When anti-poverty campaigner Jack Monroe announced she was joining the Green Party it was bound to ruffle a few feathers; especially as less than 18 months ago Ms Monroe appeared in a Labour Party campaign video. But the thing that seems to have really upset people is that Ms Monroe is a woman who has made a public statement about her political beliefs. Let that settle in. A woman. Talking about politics. Yep. All those lefty men who were perfectly happy for Ms Monroe to promote the Labour Party are now asking Ms Monroe if she really understands how politics works. Because of course. Of course a women who has campaigned for Labour for 10 years might not have actually understood the Party she was campaigning for. Of course the woman Labour trusted enough to feature in their campaign videos probably didn't actually know what she was talking about. Some examples here andhere.
While the response to Ms Monroe's tweets is incredibly, blatantly sexist it's also incredibly, blatantly familiar to most women who've dared to have an opinion on politics. Especially an opinion that goes against the nice, cozy little narrative that has been created for us. Women get to have opinions about domestic violence shelters, we get to have opinions about rape conviction rates and healthcare budgets for maternity wards and at what age sex ed should be taught to children. Everything else is kind of outside our area and while it's ok for us to think about it generally we should err on the side of caution and defer to the men. Women aren't expect to be interested in politics and we definitely aren't expected to have strong opinions on the general direction political parties are moving in. Low voter turnout among women and the fact that only 148 out of 650 MPs are female compound this belief that women just aren't very interested in politics and when we are we should stick to what we know: rape, domestic violence and babies.

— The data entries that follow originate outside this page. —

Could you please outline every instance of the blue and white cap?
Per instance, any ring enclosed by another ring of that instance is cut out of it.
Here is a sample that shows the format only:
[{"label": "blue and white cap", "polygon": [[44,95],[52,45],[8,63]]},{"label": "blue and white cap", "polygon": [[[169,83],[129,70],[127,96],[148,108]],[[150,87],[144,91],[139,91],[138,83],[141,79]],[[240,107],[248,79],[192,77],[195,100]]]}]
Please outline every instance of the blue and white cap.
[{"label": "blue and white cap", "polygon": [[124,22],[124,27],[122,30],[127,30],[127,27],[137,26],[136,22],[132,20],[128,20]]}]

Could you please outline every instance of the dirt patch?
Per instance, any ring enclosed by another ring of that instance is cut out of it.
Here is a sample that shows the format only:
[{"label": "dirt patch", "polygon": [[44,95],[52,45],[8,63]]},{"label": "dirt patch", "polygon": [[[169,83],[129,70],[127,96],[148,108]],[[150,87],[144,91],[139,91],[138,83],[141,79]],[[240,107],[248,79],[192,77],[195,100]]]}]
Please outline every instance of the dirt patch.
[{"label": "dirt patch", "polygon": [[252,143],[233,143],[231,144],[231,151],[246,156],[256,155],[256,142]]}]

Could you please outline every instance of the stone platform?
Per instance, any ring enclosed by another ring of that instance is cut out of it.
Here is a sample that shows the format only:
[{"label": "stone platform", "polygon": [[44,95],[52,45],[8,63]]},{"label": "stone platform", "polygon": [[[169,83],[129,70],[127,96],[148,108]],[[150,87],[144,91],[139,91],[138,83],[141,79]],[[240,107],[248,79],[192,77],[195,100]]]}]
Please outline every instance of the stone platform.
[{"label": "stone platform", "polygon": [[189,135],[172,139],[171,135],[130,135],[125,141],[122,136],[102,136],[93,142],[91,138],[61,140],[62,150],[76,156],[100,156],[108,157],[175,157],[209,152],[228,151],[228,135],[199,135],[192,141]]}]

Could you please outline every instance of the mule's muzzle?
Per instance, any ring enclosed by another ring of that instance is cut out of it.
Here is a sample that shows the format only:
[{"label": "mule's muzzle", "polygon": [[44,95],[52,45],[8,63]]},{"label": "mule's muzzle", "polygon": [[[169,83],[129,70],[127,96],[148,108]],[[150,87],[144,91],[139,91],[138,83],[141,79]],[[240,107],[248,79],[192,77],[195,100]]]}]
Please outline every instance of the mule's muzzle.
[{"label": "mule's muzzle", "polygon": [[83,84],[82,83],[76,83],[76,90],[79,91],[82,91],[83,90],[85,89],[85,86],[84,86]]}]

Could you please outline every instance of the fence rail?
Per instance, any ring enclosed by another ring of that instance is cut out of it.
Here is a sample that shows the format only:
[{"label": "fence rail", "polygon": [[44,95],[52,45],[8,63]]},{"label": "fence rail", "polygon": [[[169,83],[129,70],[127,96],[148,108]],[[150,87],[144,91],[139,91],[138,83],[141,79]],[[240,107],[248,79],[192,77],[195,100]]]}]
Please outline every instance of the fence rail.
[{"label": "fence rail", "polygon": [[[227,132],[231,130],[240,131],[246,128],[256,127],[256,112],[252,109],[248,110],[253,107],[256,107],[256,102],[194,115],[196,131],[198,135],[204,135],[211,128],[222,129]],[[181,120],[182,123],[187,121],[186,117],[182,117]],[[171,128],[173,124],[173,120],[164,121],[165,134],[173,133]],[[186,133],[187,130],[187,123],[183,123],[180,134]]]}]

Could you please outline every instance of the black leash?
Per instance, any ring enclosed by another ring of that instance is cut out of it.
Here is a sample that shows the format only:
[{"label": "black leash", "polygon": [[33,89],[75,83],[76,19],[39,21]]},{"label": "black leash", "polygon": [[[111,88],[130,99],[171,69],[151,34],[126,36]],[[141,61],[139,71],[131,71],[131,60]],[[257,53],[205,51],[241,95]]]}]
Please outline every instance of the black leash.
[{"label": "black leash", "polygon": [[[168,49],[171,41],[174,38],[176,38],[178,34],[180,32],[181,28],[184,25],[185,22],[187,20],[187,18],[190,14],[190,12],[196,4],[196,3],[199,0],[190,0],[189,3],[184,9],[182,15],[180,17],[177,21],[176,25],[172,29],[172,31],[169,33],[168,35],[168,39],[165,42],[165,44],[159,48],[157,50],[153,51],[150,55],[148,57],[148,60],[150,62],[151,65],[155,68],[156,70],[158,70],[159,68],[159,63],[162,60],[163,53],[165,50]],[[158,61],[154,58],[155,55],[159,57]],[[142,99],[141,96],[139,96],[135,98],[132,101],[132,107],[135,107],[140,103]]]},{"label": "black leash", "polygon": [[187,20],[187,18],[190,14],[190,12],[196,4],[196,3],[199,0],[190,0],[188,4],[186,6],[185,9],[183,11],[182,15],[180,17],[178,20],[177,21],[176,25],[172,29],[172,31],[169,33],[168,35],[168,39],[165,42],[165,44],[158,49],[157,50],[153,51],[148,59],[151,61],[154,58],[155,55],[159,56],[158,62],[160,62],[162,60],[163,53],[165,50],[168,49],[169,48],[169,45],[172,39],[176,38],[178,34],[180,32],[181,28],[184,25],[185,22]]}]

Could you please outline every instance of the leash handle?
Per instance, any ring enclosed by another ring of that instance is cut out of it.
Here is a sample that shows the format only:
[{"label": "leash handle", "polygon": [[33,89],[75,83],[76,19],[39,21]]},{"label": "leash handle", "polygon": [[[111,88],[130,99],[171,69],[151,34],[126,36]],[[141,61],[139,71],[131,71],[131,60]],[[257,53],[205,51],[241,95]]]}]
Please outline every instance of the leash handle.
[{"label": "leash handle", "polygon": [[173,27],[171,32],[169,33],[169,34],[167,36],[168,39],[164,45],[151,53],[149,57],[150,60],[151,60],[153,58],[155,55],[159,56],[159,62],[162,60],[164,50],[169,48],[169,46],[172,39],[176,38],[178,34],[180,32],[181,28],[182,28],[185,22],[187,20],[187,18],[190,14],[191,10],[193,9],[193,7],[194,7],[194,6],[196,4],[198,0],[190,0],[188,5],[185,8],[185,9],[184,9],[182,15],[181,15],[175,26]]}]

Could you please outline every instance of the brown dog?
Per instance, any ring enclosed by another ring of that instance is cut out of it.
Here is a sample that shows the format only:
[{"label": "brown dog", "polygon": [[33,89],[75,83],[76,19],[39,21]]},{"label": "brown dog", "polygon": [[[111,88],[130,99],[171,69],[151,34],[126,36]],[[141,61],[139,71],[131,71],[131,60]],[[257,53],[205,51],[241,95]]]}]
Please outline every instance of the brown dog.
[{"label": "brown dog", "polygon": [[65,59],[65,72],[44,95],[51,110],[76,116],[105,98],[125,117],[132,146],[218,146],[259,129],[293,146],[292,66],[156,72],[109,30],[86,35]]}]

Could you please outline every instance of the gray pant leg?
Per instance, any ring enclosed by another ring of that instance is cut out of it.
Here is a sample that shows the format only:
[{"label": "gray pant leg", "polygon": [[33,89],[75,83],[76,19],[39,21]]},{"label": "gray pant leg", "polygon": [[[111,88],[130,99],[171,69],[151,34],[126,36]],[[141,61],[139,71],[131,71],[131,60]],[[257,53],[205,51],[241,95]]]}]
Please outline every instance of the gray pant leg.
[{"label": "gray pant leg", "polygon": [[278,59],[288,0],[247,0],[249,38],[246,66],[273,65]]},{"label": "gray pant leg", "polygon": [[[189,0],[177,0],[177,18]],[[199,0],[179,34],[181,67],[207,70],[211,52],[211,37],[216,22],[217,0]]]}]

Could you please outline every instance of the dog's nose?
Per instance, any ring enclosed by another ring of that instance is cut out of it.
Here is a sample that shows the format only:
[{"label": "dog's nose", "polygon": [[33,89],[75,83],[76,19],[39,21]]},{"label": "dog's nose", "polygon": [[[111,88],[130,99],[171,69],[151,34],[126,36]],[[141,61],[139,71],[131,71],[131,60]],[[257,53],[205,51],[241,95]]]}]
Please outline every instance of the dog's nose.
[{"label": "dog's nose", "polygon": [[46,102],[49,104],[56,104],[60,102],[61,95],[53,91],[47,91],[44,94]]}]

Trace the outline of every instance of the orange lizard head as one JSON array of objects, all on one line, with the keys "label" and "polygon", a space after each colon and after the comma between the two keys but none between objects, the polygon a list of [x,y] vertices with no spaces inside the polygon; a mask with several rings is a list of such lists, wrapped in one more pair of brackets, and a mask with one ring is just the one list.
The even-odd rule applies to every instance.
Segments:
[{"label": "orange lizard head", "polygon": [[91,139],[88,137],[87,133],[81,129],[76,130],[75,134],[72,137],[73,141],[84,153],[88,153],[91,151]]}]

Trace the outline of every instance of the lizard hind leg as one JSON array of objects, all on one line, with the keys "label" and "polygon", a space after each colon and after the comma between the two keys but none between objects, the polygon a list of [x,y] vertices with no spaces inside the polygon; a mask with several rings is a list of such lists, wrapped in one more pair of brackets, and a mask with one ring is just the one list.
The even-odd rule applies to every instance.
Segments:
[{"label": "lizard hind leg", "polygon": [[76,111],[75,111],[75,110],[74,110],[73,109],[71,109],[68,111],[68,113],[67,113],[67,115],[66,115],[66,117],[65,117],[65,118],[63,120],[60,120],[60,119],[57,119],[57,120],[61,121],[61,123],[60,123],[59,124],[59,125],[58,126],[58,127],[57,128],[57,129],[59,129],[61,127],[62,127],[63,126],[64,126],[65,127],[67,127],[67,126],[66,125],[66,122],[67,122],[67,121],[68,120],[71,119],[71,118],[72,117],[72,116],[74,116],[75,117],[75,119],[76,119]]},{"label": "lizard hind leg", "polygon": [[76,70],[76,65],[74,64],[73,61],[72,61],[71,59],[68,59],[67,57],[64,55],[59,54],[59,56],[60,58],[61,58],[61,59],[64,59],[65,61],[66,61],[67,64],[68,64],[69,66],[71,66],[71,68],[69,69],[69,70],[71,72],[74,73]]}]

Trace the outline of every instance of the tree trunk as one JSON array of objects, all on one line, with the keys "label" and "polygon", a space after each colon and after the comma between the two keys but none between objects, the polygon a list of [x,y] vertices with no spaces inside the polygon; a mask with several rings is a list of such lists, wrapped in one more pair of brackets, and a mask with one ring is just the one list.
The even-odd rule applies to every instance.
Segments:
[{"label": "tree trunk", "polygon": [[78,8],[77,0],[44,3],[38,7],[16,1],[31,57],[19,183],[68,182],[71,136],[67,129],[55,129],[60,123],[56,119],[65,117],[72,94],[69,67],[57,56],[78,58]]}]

Ms Monroe described her decision to defect leave the Labour Party as "kind of inevitable" and said she still has "a lot of love for the Labour Party, but just disagree with too much of it right now". It's a reason cited again and again by voters defecting from Labour in favour of the Greens: we're not leaving because we hate Labour, it's just that they're not the party we thought they were. Unfortunately as I recently discovered a lot of Labour supporters believe that women are leaving Labour because we've got our knickers in a twist. When I took to Facebook to tell my friends and family I was voting Green in May 2015 there was such an intake of breath that it reached through my computer screen and chilled the room around me. And then the cautions began flooding in. The front runners who responded on instinct suggested I just don't understand how important the Labour Party is in the never ending battle against the Tories. The next wave likened the Green surge to the popularity the Lib Dems enjoyed before they went into a coalition. Then people moved on to pointing out the Greens didn't have a track record in government, apparently assuming I had neglected to do any research on the party I was joining. And so on and so on.
It's depressing to see the reaction Jack Monroe's statement has received, especially from self-describing allies on the left. But it's also kind of a relief. Women are expected to only care about women-focused issues and for a normal woman to make an overarching statement about her political allegiances? Well it's intimidating. Female politicians are often faced with ridicule, women with multiple political achievements are judged on their appearance and dismissed. All of this makes it even more difficult for women who don't work in politics to make political statements because for every person willing to engage and debate with you there will also be a host of people lining up to explain how you've got it a bit wrong and really need to start toeing the (right) party line again.